Was dich jedes Mal wieder aus der Spur wirft? Jene kurzen Augenblicke, die sich dir ohne Vorwarnung in den Weg stellen, wenn du schon gar nicht mehr weisst, was du am anderen vermisst. Jene in Sekundenschnelle an dir vorbei jagenden blitzgewittergleichen Momentfeuer, da dich die Erinnerung ein- und wie ein rücksichtloser Strassenrowdie überholt und dir ein kurzes, aber nicht minder heftiges Zwicken in die linke Seite jagt.
In jene linke Seite, die sie noch immer stillheimlich beheimatet, all die Erinnerungen – seicht und trüb, Algenbildung sei dank – an gefühlt Ebenerstweisstdunoch. Man ist beinahe versucht zu meinen, da wäre noch was. Aber da ist nichts mehr. Nicht mehr als ein Echo, das seltsam zeitverzögert von den Wänden deiner herzkammereigenen Tag- und Nachtgleiche widerhallt. Man nennt es auch »Phantomschmerz«.

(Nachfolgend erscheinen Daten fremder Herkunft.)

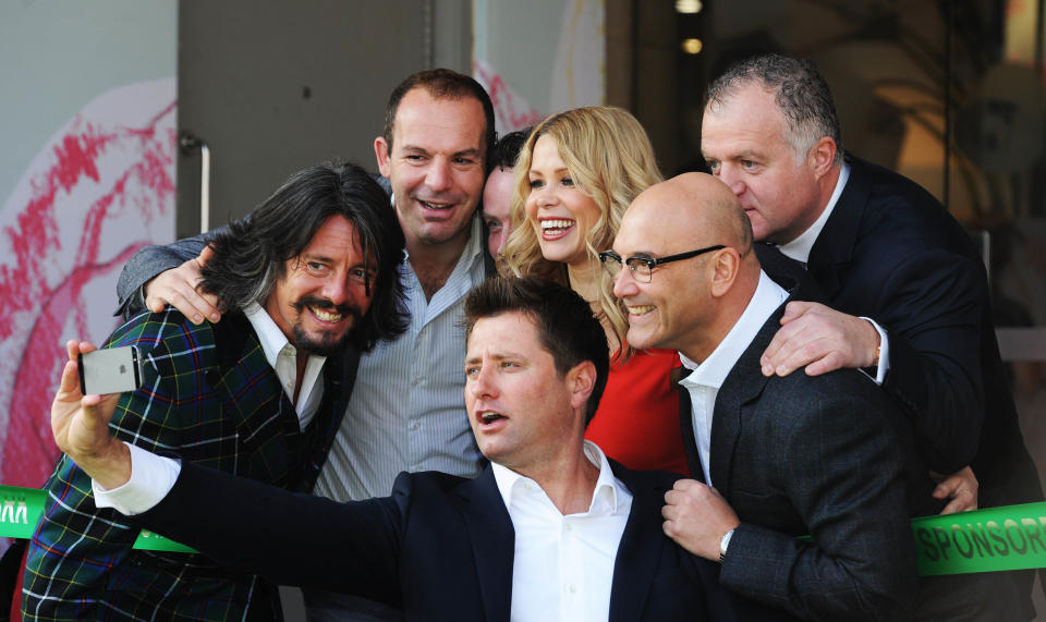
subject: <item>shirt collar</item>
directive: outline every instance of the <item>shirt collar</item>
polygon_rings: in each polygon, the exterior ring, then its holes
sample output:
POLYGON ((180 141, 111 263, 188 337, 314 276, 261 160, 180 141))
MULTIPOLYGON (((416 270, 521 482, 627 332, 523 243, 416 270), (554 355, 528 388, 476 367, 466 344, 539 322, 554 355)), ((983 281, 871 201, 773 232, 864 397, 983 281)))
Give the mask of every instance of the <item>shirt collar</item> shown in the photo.
MULTIPOLYGON (((243 307, 243 315, 251 322, 254 332, 257 333, 258 341, 262 343, 262 351, 265 353, 265 359, 268 361, 270 367, 276 368, 276 359, 284 347, 290 346, 290 352, 294 356, 297 355, 297 349, 291 345, 287 336, 283 334, 280 327, 276 326, 276 321, 269 316, 268 312, 262 308, 262 305, 250 303, 243 307)), ((320 362, 327 361, 326 356, 318 354, 311 354, 309 356, 316 357, 320 362)))
MULTIPOLYGON (((479 208, 476 208, 477 210, 479 208)), ((458 270, 458 267, 462 264, 465 264, 472 267, 476 261, 483 263, 483 221, 476 218, 475 215, 472 217, 472 224, 469 227, 469 242, 465 243, 464 249, 461 252, 461 257, 458 258, 458 263, 454 264, 454 270, 458 270)), ((406 252, 406 248, 403 248, 403 263, 406 264, 408 259, 411 258, 411 254, 406 252)))
POLYGON ((836 204, 839 203, 839 196, 842 195, 842 188, 847 185, 847 180, 850 179, 850 164, 847 162, 842 163, 842 167, 839 169, 839 179, 836 180, 836 188, 831 193, 831 197, 828 199, 828 205, 825 206, 825 210, 820 212, 820 216, 817 217, 817 220, 810 225, 810 229, 803 231, 802 235, 792 240, 788 244, 781 244, 778 246, 778 249, 786 257, 790 257, 806 264, 810 260, 810 252, 814 247, 814 242, 817 241, 817 236, 820 235, 820 231, 825 228, 825 223, 828 222, 828 217, 831 216, 831 211, 836 208, 836 204))
MULTIPOLYGON (((584 441, 584 451, 588 462, 599 468, 599 477, 596 479, 596 486, 592 492, 592 503, 588 505, 588 513, 604 515, 623 511, 622 503, 630 500, 631 496, 623 489, 624 485, 615 477, 613 469, 610 468, 610 462, 607 460, 606 454, 603 453, 599 446, 591 440, 584 441)), ((494 479, 498 485, 498 491, 501 493, 501 499, 504 501, 506 508, 511 508, 512 493, 518 486, 523 486, 526 483, 537 486, 537 483, 530 477, 520 475, 511 468, 496 462, 490 463, 490 468, 494 471, 494 479)))
POLYGON ((759 283, 752 294, 744 313, 738 318, 738 321, 727 333, 719 345, 711 351, 708 358, 702 363, 696 363, 680 353, 679 358, 688 369, 694 373, 680 380, 683 387, 701 386, 710 387, 719 390, 722 387, 727 375, 737 365, 738 359, 744 354, 752 340, 766 324, 767 318, 781 306, 781 303, 788 298, 788 292, 766 276, 766 272, 759 270, 759 283))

Mein ganz persönlicher Phantomschmerz steht gerade in meiner Küche und kocht Spaghetti mit Tomatensauce. Nachts um viertel vor zwei an einem ganz und gar belanglosen Donnerstag im August. Ich sitze da und spüre den leisen Widerhall des Echos in mir. Unseres Echos. Es fühlt sich leer an, schmeckt fad. Ich sitze da und frage mich, ob es sich für Sterne ähnlich anfühlen mag – jene scheinen bisweilen auch noch (licht-)jahrtausendelang weiter zu leuchten, obwohl sie längst verglüht sind. Verrücktes Universum. Verrücktes Leben.

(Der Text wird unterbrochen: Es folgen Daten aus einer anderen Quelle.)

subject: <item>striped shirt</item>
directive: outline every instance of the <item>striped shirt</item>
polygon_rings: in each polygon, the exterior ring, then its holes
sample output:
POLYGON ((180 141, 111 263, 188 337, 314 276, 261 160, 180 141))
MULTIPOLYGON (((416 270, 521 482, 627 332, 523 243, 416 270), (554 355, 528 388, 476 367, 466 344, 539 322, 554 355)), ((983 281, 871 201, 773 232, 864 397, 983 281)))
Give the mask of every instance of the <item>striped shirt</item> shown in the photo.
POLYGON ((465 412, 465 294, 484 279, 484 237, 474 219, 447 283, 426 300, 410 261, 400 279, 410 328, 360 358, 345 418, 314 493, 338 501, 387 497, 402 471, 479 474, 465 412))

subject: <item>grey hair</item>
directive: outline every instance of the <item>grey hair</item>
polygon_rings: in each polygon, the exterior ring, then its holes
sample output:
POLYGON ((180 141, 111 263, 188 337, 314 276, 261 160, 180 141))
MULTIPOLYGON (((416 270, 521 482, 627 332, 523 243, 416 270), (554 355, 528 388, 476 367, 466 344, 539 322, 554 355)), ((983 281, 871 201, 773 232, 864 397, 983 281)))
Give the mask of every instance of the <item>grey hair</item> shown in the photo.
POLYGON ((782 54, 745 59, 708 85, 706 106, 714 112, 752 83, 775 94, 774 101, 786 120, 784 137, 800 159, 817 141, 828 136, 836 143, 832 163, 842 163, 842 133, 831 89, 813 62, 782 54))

Die Spaghetti schmecken ganz okay, ebenso wie die Erinnerung an all das, was hinter uns liegt. Nicht mehr und nicht weniger. Ich lege den Kopf schief und fasse mir unter dem Tisch vorsichtig an die linke Seite. Aus dem heftigen Zwicken ist ein konstantes leichtes Surren geworden. Mit Surren kann ich leben. Phantomsurren statt Schmerz. Du lächelst mich kauend an, als wüsstest du um meine Gedanken. Ein wenig Traurigkeit liegt in deinem Lächeln, aber auch etwas, das nach Erleichterung aussieht. Vor uns liegt nichts. Nichts als zwei schmutzige Teller und zwei getrennte Herzen, deren einst gemeinsam geteiltes Echo nach nichts mehr klingt, was allzu viel größer ist als Null. Oder kleiner.
Unmittelbar nachdem du gegangen bist, stelle ich mich vor den grossen Spiegel im Korridor, drehe mich zur Seite und hebe mein Shirt. Gerade soweit, dass ich sie erkennen kann, die noch leicht surrende Stelle. Von aussen sieht man ihr nichts an. Wie so oft im Leben. Wie so oft.